Date: 23 Mar 2005 07:22:38 -0800
David Cressey wrote:
> "dawn" <dawnwolthuis_at_gmail.com> wrote in message
> > I'd like to know if "composite attributes" is the best terminology
> > if there are better terms for logical data modeling in a scenario
> > as the following.
> > The current model has a relation Person with an attribute Phone.
> > currently has a value of a single 10-digit phone number.
> I'm going to answer this question from an "ER modeling" perspective.
> "Phone Number" is really not an attribute of a person. It's really
> attribute of a "phone line". In the case of a land line,
> it identifies a local loop that connects a point of service with the
> switching office. In the case of a cell phone, it's the same thing
> We tend to model it as an attribute of a "telephone". That's ok
> are modeling a phone line installation and maintenance service.
> In many situations, modeling it as if it were an attribute of a
> no harm, and it serves to keep things simple.
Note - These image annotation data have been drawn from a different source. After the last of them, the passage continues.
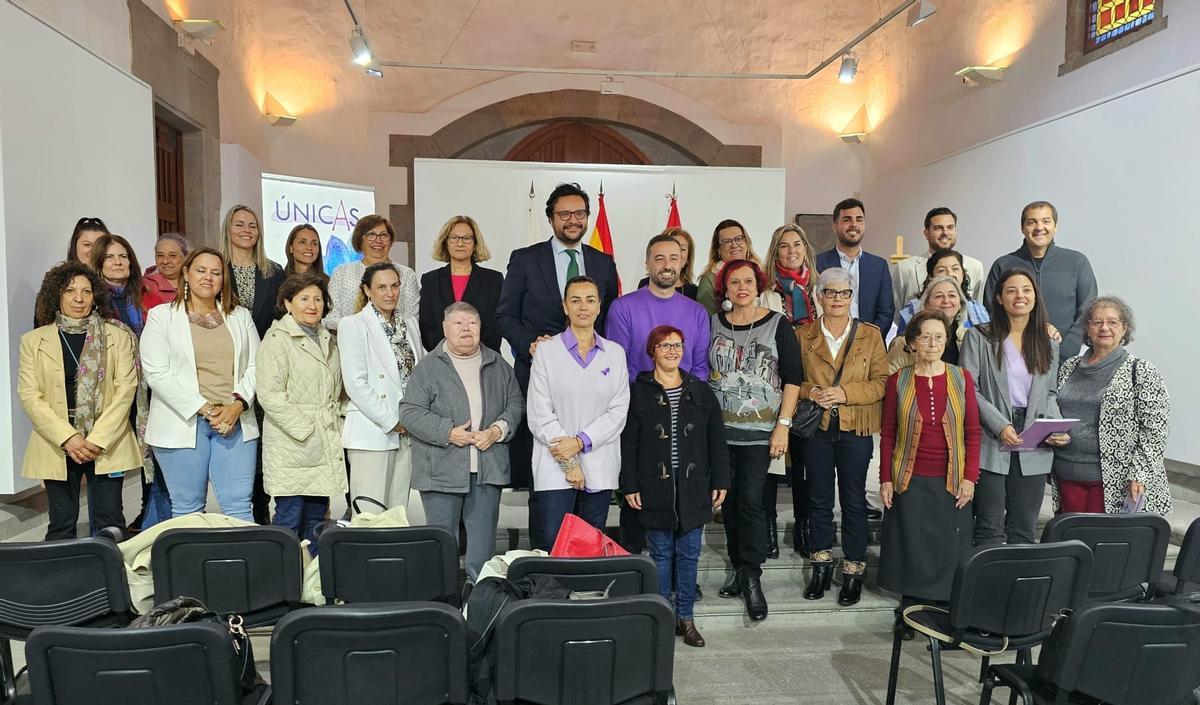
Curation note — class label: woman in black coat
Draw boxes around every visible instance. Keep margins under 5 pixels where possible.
[620,326,730,646]
[418,216,504,353]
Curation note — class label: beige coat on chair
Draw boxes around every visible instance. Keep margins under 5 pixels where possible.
[17,323,142,480]
[256,314,346,496]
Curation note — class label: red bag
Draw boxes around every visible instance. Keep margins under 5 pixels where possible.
[550,513,629,558]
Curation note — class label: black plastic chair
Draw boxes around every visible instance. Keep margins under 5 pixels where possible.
[979,602,1200,705]
[0,538,133,701]
[492,594,674,705]
[508,555,659,597]
[25,622,241,705]
[887,541,1092,705]
[271,602,469,705]
[1152,519,1200,597]
[317,526,460,605]
[150,526,302,627]
[1042,513,1171,602]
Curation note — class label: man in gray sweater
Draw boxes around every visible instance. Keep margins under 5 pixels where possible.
[984,200,1097,360]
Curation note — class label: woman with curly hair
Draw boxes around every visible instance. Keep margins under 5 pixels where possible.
[17,261,143,541]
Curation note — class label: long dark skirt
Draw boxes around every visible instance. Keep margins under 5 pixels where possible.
[880,475,972,601]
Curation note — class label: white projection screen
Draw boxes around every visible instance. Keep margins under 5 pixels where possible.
[263,174,374,273]
[413,159,786,291]
[0,0,157,495]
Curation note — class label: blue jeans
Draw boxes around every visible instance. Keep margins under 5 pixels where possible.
[271,494,329,555]
[533,489,612,550]
[646,526,704,620]
[154,418,258,522]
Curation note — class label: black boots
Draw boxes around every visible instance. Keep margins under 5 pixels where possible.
[716,568,742,597]
[742,576,767,622]
[838,560,866,607]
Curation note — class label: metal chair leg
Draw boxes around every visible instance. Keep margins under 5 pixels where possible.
[929,638,946,705]
[887,629,904,705]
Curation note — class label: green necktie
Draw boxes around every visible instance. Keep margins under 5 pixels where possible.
[564,249,580,289]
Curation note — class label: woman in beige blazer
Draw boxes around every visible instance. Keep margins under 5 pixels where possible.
[17,263,142,541]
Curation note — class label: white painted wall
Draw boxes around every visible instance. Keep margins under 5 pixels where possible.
[864,63,1200,463]
[0,0,156,495]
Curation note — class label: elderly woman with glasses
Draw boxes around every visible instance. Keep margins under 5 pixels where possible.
[880,309,983,638]
[1051,296,1171,514]
[796,267,888,605]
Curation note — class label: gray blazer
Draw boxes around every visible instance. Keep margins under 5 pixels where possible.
[400,344,524,493]
[959,329,1062,475]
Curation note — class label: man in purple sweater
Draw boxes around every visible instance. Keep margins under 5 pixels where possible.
[605,235,709,382]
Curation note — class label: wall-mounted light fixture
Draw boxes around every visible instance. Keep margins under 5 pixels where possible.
[263,94,300,127]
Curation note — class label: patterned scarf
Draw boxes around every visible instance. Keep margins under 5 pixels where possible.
[775,264,816,327]
[367,302,416,382]
[892,364,966,495]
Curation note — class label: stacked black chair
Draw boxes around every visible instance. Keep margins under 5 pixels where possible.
[492,595,674,705]
[1042,513,1171,602]
[1153,519,1200,597]
[150,526,302,627]
[508,555,659,597]
[0,538,132,703]
[887,541,1092,705]
[271,602,468,705]
[317,526,458,604]
[25,622,242,705]
[979,602,1200,705]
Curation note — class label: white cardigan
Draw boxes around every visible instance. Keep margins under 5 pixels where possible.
[526,333,629,492]
[337,307,425,451]
[140,305,258,448]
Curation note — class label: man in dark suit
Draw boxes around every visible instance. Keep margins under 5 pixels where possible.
[816,198,895,338]
[496,183,617,549]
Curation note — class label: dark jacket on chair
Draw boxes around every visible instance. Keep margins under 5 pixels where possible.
[620,370,730,531]
[418,264,504,353]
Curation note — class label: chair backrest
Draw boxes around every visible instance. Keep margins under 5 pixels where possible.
[492,595,674,705]
[271,602,469,705]
[317,526,460,604]
[0,538,131,639]
[25,622,241,705]
[150,526,302,626]
[1042,513,1171,599]
[1171,519,1200,592]
[1036,602,1200,705]
[508,555,659,597]
[950,541,1092,637]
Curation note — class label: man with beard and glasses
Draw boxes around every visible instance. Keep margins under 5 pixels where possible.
[892,206,983,325]
[817,198,895,338]
[984,200,1097,360]
[496,183,617,549]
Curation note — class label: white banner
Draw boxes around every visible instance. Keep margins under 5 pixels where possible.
[262,174,374,273]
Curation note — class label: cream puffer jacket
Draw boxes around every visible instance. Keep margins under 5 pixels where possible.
[256,314,346,496]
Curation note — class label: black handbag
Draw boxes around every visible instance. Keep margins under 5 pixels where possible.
[791,318,858,439]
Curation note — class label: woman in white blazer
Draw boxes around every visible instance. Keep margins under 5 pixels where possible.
[337,263,425,511]
[142,247,258,522]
> In a few situations, such as the one you outline, it's better not
> treat it as an attribute of a person. What we really have here is
> situation where "person X can be reached at telephone number Y".
> This is a relationship.
I agree that if the business domain includes phone "lines", then it might make sense to have the phone number not be an attribute of a person, however, that same phone number might be a good key to some table in the implementation of the system, so putting in the phone number as a foreign key might make a lot of sense even in that scenario.
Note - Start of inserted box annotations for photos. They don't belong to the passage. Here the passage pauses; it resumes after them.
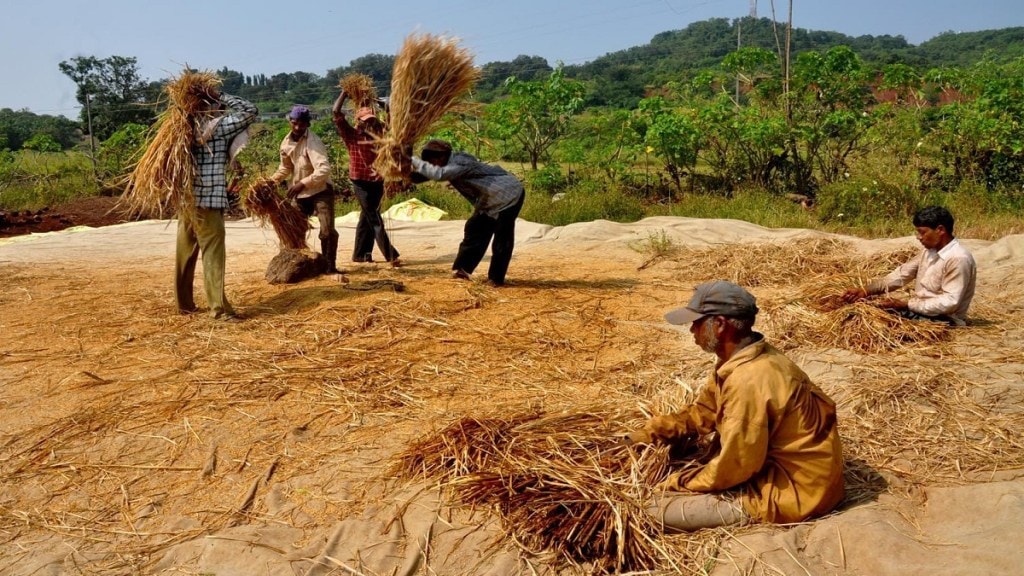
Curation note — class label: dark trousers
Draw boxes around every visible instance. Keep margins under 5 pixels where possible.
[296,187,338,273]
[352,180,398,262]
[452,193,526,286]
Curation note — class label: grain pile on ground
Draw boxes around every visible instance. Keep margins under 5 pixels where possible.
[243,178,311,250]
[374,34,480,180]
[0,218,1024,576]
[122,70,220,218]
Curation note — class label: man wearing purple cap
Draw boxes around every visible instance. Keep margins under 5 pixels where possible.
[270,106,338,274]
[626,280,844,531]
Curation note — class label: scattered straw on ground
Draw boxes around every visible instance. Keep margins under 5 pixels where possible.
[0,235,1024,575]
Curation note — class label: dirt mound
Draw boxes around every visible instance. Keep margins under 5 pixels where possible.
[0,196,245,238]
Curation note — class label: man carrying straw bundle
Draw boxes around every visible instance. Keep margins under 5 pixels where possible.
[626,281,844,531]
[333,89,400,266]
[270,106,338,274]
[843,206,977,326]
[413,140,526,286]
[174,88,258,322]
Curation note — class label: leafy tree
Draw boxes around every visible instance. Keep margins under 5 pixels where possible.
[22,133,60,152]
[58,56,154,139]
[928,57,1024,189]
[787,46,874,195]
[487,67,585,170]
[324,54,394,95]
[96,123,148,180]
[638,96,702,194]
[0,108,81,150]
[476,54,553,97]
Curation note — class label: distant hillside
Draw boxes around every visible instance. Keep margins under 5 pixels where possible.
[528,17,1024,108]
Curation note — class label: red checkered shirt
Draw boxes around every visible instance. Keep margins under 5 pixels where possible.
[334,115,384,182]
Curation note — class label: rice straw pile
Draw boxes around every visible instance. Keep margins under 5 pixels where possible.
[243,178,310,250]
[394,414,675,573]
[671,239,850,288]
[338,74,377,108]
[374,34,480,180]
[764,275,949,353]
[121,70,220,218]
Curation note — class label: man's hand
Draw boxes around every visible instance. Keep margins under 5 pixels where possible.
[841,288,867,302]
[288,182,306,198]
[874,298,909,311]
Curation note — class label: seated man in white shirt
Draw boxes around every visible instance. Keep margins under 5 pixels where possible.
[843,206,977,326]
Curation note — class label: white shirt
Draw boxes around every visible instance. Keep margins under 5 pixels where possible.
[868,239,977,326]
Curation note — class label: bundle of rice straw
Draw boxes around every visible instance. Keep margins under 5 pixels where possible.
[338,74,377,108]
[121,70,220,218]
[393,414,678,573]
[764,276,949,353]
[243,178,311,250]
[374,34,480,180]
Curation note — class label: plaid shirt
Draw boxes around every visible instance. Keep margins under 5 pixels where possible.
[193,94,259,210]
[413,152,525,218]
[334,114,384,182]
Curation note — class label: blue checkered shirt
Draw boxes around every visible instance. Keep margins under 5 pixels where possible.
[193,94,259,210]
[413,152,525,218]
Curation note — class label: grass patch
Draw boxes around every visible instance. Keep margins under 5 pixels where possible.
[0,150,99,210]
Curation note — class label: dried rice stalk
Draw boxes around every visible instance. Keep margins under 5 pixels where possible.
[765,275,949,353]
[243,178,310,249]
[394,414,674,573]
[338,74,377,108]
[374,34,480,180]
[121,70,220,218]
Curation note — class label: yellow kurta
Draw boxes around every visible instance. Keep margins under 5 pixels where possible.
[635,340,843,523]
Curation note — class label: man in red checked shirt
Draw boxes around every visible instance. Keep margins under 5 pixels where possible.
[333,90,399,266]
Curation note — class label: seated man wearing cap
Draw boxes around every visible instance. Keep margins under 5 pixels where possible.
[413,140,526,286]
[626,281,843,531]
[270,106,338,274]
[332,90,399,266]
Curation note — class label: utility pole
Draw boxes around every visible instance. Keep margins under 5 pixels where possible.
[85,92,99,182]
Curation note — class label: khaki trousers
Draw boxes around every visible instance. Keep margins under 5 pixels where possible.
[647,492,751,532]
[174,208,234,318]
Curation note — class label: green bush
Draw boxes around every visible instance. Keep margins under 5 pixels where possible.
[817,176,938,225]
[526,162,569,195]
[0,150,99,210]
[520,180,644,225]
[22,132,60,152]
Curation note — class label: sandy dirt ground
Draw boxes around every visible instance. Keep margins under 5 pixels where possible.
[0,218,1024,576]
No noun we are modeling is an entity or an attribute by itself. Declaring one an attribute of the other is simply the declaration of a relationship between these two modeled "entities".
As you point out, the model depends on the use -- the software applications. Some theorists pretend that we can model without regard for applications -- as if there were "generic relationships" we should be modeling. The idea is that we should model "reality" and then our dbms implementation is independent of the applications that use it. This doesn't seem to pan out, resulting in unnecessarily inflated data models. Imagine if a company that is not involved in the phone business thought about how phone numbers were not attributes of people and decided to add a PhoneLines table to the mix right up front. How would this be helpful? One could speculate that someday the company might be involved in the phone business. Sure, but ...
Another way to say this is that just as with most design, what we leave out -- the white space -- is as important as what we put in.
> If it's many-to-many then it needs to be
> implemented in a way that doesn't restrict it too much.
With XP and other "agile" methodologies, one concept is to design for what you are implementing and not for every future possibility. This keeps your design cleaner and it works well provided that a) it is not taken to the extreme when developing a new system - it is a good idea to think past your nose when designing and b) the tools used make for "agile" changes (sometimes all clumped under the term "refactoring") when developing solutions for the next set of requirements.
This approach acknowledges the white space and doesn't clog a design with details that might never be needed. It seems counter to what are typically considered to be RDBMS "best practices", however. IMO the advent of the RDBMS along with its best practices have contributed little to our speed and flexibility in software development.
Declaring something an attribute is to declare a relationship.
> I'm being intentionally vague about whether the right design and
> implementation involves using the RDM and SQL or some other scheme.